By Ryan
Bourne
Friday,
August 11, 2023
Ramesh
Ponnuru has kicked off a
debate over
just how different the freedom
conservatives’ statement of principles is from its national-conservative
counterpart. One
area of unambiguous clear blue water is the divide over the escalating federal
debt. The FreeCons’ statement repudiates the path it’s on and urges a course
correction; the NatCons seem to be so relaxed about the debt that they could be
called “national-debt conservatives.”
Largely
because of emergencies, recessions, and the accelerating cost of entitlement
programs, the federal debt stands at its highest level since World War II,
relative to the size of the economy. Washington today shows no sign of stemming
new red ink. Even with higher inflation, Congress has continued borrowing as if
the country were in a deep recession. Worse, on unchanged policies, the Congressional
Budget Office predicts
debt would nearly double over the next 30 years, propelled by rising Social
Security and Medicare spending driving up borrowing and interest payments.
The
FreeCon statement elevates this to a frontline policy issue. “The skyrocketing
federal debt — which now exceeds the annual economic output of the United
States — is an existential threat to the future prosperity, liberty, and
happiness of Americans,” it says. “Existential” may be hyperbolic, but the
signatories are right to call for urgent action, pledging to build “a
constructive reform agenda that can restore America’s fiscal sustainability,
ensuring that future generations inherit a more prosperous and secure nation.”
The
NatCon statement, by contrast, doesn’t mention the debt, nor does it lay out
any conservative principle for managing public finance.
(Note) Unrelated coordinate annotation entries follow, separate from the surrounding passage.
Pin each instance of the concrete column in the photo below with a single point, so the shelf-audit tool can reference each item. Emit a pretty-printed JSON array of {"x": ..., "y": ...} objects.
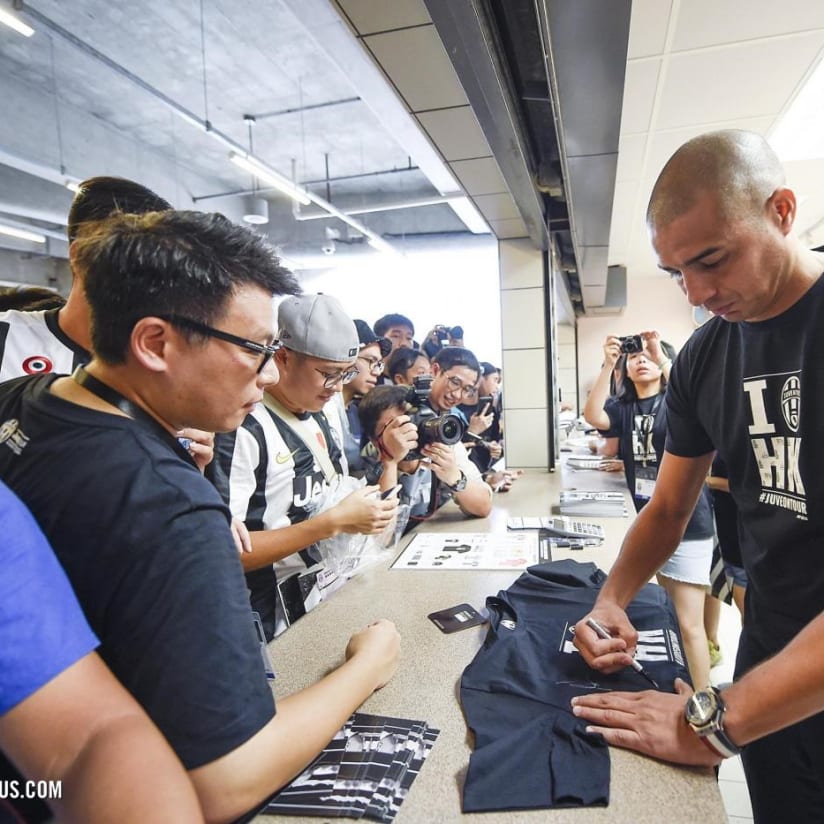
[{"x": 526, "y": 338}]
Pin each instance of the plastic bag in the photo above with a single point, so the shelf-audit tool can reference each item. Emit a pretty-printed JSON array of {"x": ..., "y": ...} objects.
[{"x": 346, "y": 555}]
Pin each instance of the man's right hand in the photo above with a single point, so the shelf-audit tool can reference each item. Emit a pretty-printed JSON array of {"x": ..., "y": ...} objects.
[
  {"x": 398, "y": 439},
  {"x": 380, "y": 642},
  {"x": 602, "y": 654},
  {"x": 363, "y": 511},
  {"x": 612, "y": 350}
]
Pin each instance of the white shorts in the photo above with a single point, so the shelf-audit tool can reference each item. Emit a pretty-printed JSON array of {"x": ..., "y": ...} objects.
[{"x": 690, "y": 563}]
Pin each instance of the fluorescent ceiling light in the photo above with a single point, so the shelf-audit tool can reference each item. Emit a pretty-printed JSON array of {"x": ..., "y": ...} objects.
[
  {"x": 15, "y": 23},
  {"x": 270, "y": 176},
  {"x": 799, "y": 133},
  {"x": 22, "y": 234},
  {"x": 471, "y": 217},
  {"x": 380, "y": 245}
]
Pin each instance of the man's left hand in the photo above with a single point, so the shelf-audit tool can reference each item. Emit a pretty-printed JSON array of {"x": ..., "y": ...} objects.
[
  {"x": 202, "y": 446},
  {"x": 442, "y": 463},
  {"x": 648, "y": 722}
]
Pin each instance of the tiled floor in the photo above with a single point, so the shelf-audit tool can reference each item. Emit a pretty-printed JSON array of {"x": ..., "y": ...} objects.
[{"x": 731, "y": 776}]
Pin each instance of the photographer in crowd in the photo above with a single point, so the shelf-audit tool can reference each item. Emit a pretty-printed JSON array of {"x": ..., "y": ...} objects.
[
  {"x": 633, "y": 422},
  {"x": 430, "y": 407},
  {"x": 440, "y": 336},
  {"x": 420, "y": 449},
  {"x": 370, "y": 366},
  {"x": 277, "y": 467},
  {"x": 181, "y": 323},
  {"x": 404, "y": 365}
]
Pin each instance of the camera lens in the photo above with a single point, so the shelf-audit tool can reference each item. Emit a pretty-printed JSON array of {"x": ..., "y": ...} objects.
[{"x": 451, "y": 430}]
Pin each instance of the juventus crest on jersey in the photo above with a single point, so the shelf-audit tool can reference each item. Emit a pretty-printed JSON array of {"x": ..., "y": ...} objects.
[{"x": 32, "y": 343}]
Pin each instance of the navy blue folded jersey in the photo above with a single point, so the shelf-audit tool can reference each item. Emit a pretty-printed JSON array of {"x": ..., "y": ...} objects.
[{"x": 530, "y": 751}]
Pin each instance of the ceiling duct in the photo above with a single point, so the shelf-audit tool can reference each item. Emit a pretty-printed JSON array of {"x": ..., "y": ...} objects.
[
  {"x": 615, "y": 293},
  {"x": 586, "y": 44},
  {"x": 255, "y": 210}
]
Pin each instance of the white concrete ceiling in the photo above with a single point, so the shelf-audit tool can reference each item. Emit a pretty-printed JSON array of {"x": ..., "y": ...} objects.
[{"x": 698, "y": 65}]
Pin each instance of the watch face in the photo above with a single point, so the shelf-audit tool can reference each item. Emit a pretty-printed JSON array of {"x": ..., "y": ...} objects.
[{"x": 701, "y": 707}]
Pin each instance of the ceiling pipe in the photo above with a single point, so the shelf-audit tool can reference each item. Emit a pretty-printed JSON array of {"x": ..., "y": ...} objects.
[
  {"x": 411, "y": 203},
  {"x": 376, "y": 241}
]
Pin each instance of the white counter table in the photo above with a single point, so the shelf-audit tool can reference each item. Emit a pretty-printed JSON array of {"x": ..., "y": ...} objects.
[{"x": 426, "y": 684}]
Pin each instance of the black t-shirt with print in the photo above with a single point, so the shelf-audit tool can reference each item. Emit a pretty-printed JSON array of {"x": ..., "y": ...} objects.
[
  {"x": 755, "y": 391},
  {"x": 641, "y": 428},
  {"x": 146, "y": 545}
]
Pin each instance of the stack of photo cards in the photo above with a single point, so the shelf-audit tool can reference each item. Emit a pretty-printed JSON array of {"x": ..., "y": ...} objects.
[{"x": 365, "y": 771}]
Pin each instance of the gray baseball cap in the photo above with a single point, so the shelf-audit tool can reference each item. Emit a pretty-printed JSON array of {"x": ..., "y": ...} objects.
[{"x": 317, "y": 325}]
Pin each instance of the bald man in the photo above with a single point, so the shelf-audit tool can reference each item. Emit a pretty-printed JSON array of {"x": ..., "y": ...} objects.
[{"x": 749, "y": 384}]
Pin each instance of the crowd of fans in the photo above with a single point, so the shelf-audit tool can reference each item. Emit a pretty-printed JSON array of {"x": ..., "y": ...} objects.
[{"x": 160, "y": 424}]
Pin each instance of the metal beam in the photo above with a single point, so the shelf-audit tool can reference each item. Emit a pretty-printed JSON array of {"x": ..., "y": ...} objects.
[{"x": 468, "y": 40}]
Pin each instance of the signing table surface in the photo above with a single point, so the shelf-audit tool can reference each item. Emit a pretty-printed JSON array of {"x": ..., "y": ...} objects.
[{"x": 426, "y": 685}]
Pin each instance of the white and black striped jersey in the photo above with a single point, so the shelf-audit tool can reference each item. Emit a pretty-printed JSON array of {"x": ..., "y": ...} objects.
[
  {"x": 269, "y": 478},
  {"x": 32, "y": 343}
]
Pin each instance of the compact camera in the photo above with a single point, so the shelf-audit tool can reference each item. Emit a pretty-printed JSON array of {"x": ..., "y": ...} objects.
[
  {"x": 630, "y": 344},
  {"x": 432, "y": 428},
  {"x": 445, "y": 333}
]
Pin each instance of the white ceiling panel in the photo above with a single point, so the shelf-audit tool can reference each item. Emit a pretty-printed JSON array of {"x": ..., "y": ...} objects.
[
  {"x": 631, "y": 148},
  {"x": 594, "y": 295},
  {"x": 419, "y": 67},
  {"x": 480, "y": 176},
  {"x": 508, "y": 229},
  {"x": 370, "y": 16},
  {"x": 497, "y": 207},
  {"x": 663, "y": 143},
  {"x": 456, "y": 133},
  {"x": 593, "y": 269},
  {"x": 639, "y": 94},
  {"x": 648, "y": 27},
  {"x": 748, "y": 80},
  {"x": 712, "y": 22}
]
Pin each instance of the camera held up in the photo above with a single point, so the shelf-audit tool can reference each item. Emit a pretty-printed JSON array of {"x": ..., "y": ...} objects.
[
  {"x": 432, "y": 428},
  {"x": 630, "y": 344},
  {"x": 445, "y": 332}
]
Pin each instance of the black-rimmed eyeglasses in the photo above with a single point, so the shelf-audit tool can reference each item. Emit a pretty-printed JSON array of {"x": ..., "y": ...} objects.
[
  {"x": 375, "y": 366},
  {"x": 265, "y": 350}
]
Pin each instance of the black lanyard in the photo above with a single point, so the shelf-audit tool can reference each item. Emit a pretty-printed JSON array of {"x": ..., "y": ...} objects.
[
  {"x": 111, "y": 396},
  {"x": 646, "y": 422}
]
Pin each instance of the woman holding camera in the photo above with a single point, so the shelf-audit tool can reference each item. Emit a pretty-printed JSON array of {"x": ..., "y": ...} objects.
[{"x": 633, "y": 421}]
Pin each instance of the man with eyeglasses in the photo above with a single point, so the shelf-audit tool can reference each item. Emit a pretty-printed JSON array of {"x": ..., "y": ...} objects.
[
  {"x": 58, "y": 340},
  {"x": 182, "y": 330},
  {"x": 370, "y": 366},
  {"x": 445, "y": 472},
  {"x": 274, "y": 471}
]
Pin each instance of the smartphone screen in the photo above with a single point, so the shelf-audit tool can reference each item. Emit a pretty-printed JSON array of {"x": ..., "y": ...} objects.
[{"x": 391, "y": 492}]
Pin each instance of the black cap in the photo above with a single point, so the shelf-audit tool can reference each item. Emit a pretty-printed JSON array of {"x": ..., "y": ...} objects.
[{"x": 366, "y": 337}]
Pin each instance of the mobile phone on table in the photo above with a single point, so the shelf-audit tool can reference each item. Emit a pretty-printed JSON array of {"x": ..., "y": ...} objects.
[{"x": 391, "y": 492}]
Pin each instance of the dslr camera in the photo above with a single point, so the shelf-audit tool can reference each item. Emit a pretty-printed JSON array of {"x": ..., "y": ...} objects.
[
  {"x": 432, "y": 427},
  {"x": 630, "y": 344}
]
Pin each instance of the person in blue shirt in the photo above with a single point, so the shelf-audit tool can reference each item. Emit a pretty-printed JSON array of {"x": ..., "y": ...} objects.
[{"x": 63, "y": 715}]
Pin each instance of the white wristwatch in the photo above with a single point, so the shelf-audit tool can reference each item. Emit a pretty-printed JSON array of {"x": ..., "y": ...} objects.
[{"x": 704, "y": 712}]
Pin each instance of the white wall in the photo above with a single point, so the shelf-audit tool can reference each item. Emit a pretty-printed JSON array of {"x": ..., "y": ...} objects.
[
  {"x": 655, "y": 302},
  {"x": 455, "y": 284}
]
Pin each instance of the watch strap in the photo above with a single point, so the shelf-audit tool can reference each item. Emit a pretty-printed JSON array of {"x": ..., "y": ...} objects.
[
  {"x": 719, "y": 742},
  {"x": 459, "y": 485}
]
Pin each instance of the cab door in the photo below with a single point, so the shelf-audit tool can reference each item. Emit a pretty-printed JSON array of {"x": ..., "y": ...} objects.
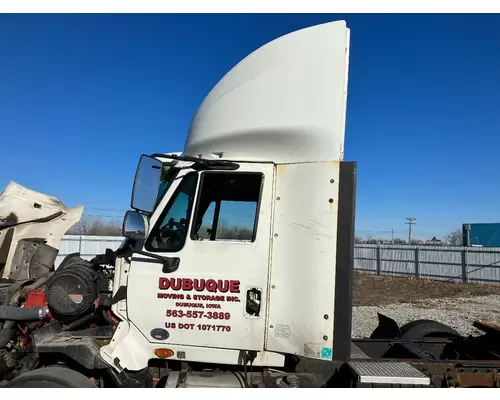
[{"x": 217, "y": 225}]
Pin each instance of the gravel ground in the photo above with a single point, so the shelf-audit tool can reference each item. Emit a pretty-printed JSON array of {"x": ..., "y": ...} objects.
[{"x": 459, "y": 313}]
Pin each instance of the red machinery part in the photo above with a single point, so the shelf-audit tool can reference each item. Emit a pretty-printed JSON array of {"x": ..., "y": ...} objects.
[{"x": 36, "y": 299}]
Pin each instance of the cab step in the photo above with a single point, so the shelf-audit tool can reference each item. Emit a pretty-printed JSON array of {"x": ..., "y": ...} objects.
[{"x": 387, "y": 373}]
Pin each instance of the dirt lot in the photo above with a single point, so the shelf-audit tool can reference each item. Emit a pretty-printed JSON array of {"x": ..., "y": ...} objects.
[
  {"x": 407, "y": 299},
  {"x": 371, "y": 290}
]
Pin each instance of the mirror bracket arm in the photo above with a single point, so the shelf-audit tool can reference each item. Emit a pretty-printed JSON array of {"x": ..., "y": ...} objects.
[{"x": 170, "y": 264}]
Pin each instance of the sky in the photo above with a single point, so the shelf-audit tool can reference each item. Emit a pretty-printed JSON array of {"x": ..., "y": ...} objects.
[{"x": 83, "y": 96}]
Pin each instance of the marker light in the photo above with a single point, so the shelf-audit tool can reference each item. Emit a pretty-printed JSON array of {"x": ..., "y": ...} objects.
[{"x": 164, "y": 353}]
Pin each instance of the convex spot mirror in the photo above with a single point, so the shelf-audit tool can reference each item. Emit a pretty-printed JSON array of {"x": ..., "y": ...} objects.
[
  {"x": 134, "y": 226},
  {"x": 146, "y": 184}
]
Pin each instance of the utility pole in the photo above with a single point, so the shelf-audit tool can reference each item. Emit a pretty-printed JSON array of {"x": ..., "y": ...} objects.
[{"x": 411, "y": 221}]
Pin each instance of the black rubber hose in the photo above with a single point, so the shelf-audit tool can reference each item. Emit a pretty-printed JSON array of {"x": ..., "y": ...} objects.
[
  {"x": 7, "y": 332},
  {"x": 11, "y": 313}
]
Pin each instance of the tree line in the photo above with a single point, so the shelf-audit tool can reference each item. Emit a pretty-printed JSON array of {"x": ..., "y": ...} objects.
[{"x": 96, "y": 226}]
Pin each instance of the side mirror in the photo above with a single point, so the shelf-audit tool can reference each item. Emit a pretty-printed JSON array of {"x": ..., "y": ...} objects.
[
  {"x": 146, "y": 184},
  {"x": 134, "y": 226}
]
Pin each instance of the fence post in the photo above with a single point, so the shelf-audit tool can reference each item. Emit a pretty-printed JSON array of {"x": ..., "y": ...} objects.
[
  {"x": 465, "y": 278},
  {"x": 417, "y": 262},
  {"x": 379, "y": 261}
]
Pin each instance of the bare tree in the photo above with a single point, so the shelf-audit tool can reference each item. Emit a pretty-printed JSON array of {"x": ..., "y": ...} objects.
[
  {"x": 455, "y": 238},
  {"x": 96, "y": 227}
]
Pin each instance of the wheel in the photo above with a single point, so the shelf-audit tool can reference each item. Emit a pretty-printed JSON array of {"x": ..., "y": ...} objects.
[
  {"x": 51, "y": 377},
  {"x": 426, "y": 328}
]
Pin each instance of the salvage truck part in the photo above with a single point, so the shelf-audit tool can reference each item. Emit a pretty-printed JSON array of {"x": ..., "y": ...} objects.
[{"x": 190, "y": 301}]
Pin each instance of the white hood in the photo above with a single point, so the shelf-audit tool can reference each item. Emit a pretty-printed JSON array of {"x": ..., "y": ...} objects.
[{"x": 24, "y": 214}]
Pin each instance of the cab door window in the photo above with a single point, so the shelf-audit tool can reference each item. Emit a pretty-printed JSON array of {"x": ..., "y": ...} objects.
[
  {"x": 170, "y": 231},
  {"x": 227, "y": 207}
]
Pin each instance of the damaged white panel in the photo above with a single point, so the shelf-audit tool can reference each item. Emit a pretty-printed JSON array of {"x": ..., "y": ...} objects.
[
  {"x": 25, "y": 213},
  {"x": 302, "y": 274}
]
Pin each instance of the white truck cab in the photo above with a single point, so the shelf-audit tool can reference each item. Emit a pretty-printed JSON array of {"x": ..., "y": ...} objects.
[{"x": 236, "y": 238}]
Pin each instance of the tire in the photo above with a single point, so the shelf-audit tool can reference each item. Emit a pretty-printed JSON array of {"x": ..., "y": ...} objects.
[
  {"x": 51, "y": 377},
  {"x": 426, "y": 328}
]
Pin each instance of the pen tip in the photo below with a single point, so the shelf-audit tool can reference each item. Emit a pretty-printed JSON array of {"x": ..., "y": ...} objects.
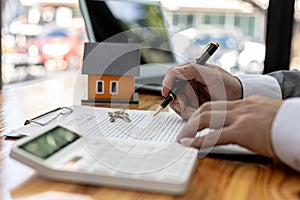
[{"x": 158, "y": 110}]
Indeed, the only link
to the federal budget in their statement at all is the higher spending proposed
for rearmament, public research, manufacturing, and family welfare transfers —
all things that, absent tax increases or spending reductions elsewhere in the
budget, would worsen the debt path.
This
relegation of the national debt as a priority is no oversight. The recent
112-page “handbook for
conservative policymakers” from public-policy organization American Compass mentions the debt
only twice, and then only as a downstream effect of running trade deficits.
Prominent national conservatives regularly pooh-pooh efforts to defuse the debt
time bomb as an “obsession” of the old Reaganite right (ironic given that their
lack of concern is closer to Reagan’s own debt record).
They are
also unserious about the debt challenge. NatCon-sympathetic senator J. D.
Vance, for example, rails against the prospect of any cuts to Social Security
and Medicare — reform of which is near-inevitable to avoid an unprecedented
debt explosion. Instead, he claims those who accept this reality
“want to cut Social Security . . . so that we can send more money to Volodymyr
Zelensky in Ukraine.”
No
economist can predict with certainty the effects of continuing this path of
ever-rising debt. But here’s what we do know: Higher debt burdens
correlate with slower
economic growth;
negative shocks such as pandemics and recessions will occur, worsening the debt
level further; fiscal crises hit countries
suddenly and
unexpectedly; and past governments have “inflated away” debts, imposing huge,
arbitrary redistributions of wealth on their populations.
After
World War II, administrations oversaw a steep decline in debt relative to GDP
due to a combination of fast economic growth, near-balanced budgets, financial
repression, and damaging inflationary bursts. Conditions today are more
difficult. This time we have no military demobilization slashing spending, no
low-hanging fruit for economic growth from women entering the labor force, and
no prospect of inflating away the medical procedures and inflation-protected
Social Security benefits Congress promises seniors.
Given
this uncharted territory, NatCons’ nonchalance about the federal debt’s
trajectory is striking. At other times, they paint themselves as the champions
of national security. Yet a high debt burden risks making borrowing much more
expensive when genuine national emergencies or wars hit, while crowding out
defense spending with interest payments in benign periods.
NatCons
have often indicated they prize families’ economic security. Yet gambling with
the prospect of a fiscal crisis risks the prospect of a sharp set of tax rises
or draconian spending cuts to balance budgets. All conservatives, of course,
value Edmund Burke’s description of society as a partnership “between those who
are living, those who are dead, and those who are to be born.” Yet politicians
today are borrowing vast sums at the expense of unborn taxpayers, contributing
to the recent humiliating rating-agency downgrade of U.S. sovereign debt.
Yes, the
FreeCons don’t say precisely how they’d address the debt issue. Would their
reforms be to the budget process, or the entitlement programs behind the
exploding borrowing projections? Their statement is unclear — perhaps
unsurprisingly, given it is a set of principles, not a policy manifesto. But
the first step in dealing with a problem is admitting that you have one. The
FreeCons do that, and the NatCons do not.